Thursday, December 21, 2017

I had been asked on a few occasions how is it possible for me to be single for so long (20 years)?

The subject regarding relationship was raised by my lesbian therapist some 20 years ago. She had stated during a session that "there was one thing my past (three relationships) had in common. I thought to myself, how much am I paying this woman. She clearly has not been  paying attention to anything I have been talking about these past few years. None of my partners look remotely alike.


Fortunately for me, I did not state what I was thinking. Another lesson learned earlier from this same person I lovingly called Myra "the bitch". You will understand why soon enough.


Myra continued by stating, I was the common denominator. I had invited these men into my life. My response to this statement was "fuck you bitch". She smiled knowing the only time I would ever make such a statement was when I saw the truth of it and had nowhere to go but to accept it.
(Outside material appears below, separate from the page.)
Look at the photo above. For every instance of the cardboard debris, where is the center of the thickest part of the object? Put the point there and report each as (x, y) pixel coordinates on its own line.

There was always a solution masked as a suggestion. Knowing full well that there was no other option for me other than to take here advice and put it into action. Myra stated that I should stop dating until I understand what it is about me that is attracted to the same personality trait.


I am certain she did not mean for me to stop dating for such a long period of time. Yet over the years I became comfortable being alone becoming my own best friend. In the past 6 years since getting into the adult entertainment industry. My desire to meet someone has returned. The problem is sensory overload.


When I am approached on line or in the streets the amount of people that I meet forces me to withdraw. I spend more time alone now than I ever have in my life. Fear is at the root of it. I have been so out of practice that I no longer understand the rules of engagement.


Then there is the social media site. If you are trying to get my attention on a place like Facebook or twitter? It is likely to get lost in the sea of data. I have chatted with some amazing people online and even then I will lose track of them from the sheer  numbers of messages. Do you know how many Steve's, David's, Mike's there are?


I am single for now and open to the possibilities. With a true desire to meet a person that will share their life experiences with me. I need no other person than myself to be complete. This I learned from Myra, who lives in Austin Texas and that I have so much love and respect for. I do not think she knows how much of who I am today is based on the work many years ago in her office.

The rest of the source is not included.